There’s a major Brit media personality named Jeremy Clarkson. He had a huge hit show on the BBC until he was fired in 2018 – for assaulting one of his producers over a mix up in a catering order.

Clarkson got picked up on waivers by Murdoch. Last December he wrote a column for the Sun about how much he hated Meghan Markle. He said that he dreamed of the day “when she is made to parade naked through the streets of every town in Britain while the crowds chat ‘Shame!’ and throw lumps of excrement at her.”

Seems a bit harsh, doesn’t it, no matter what your feelings about the gold-digging Duchess of Sussex?

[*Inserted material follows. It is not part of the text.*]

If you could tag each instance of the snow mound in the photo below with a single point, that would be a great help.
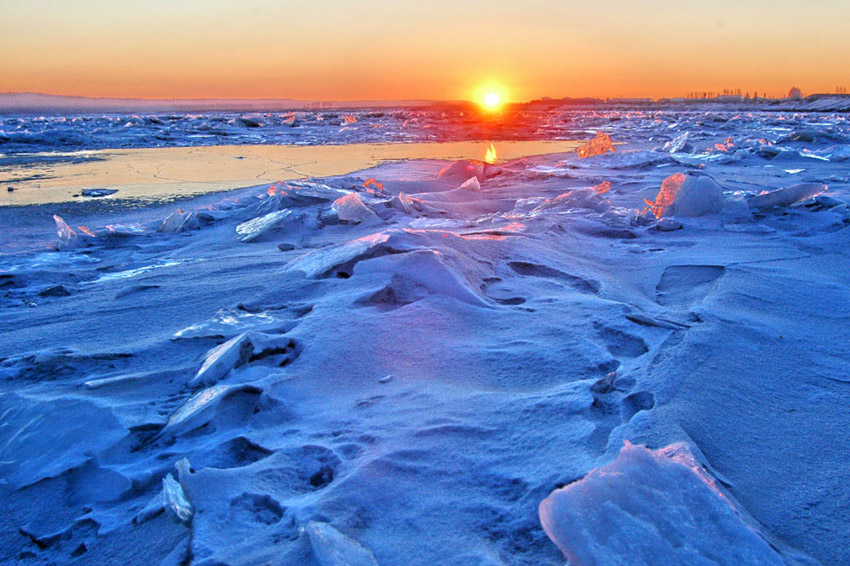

Was Clarkson fired by Rupert Murdoch? Hell no. He just tweeted out a simpering, half-assed apology, blaming it all on a flawed Game of Thrones reference:

“Oh dear, I’ve rather put my foot in it… I shall have to be more careful in the future.”

He’s still on the payroll. So is Tucker Carlson, of course – for $1.9 million a month, but only as long as he keeps his mouth shut. The difference is, Clarkson is still working.

I just checked out his weekend column – he came out against unisex bathrooms and Bud Light. Very edgy stuff indeed.

On Monday after the news I texted Tucker. I mentioned how he had stolen the thunder of his old foil on CNN, who got canned an hour or so after Tucker.

“Look at it this way – you ruined Don Lemon’s day. It’s like Aldous Huxley on Nov. 22 1963. Some people probably still don’t know he’s dead.”

Come to think of it, Tucker was probably the last guy on Fox who would even get that joke.

Tucker’s out, so am I, and so are millions of others. It’s a Brave New World.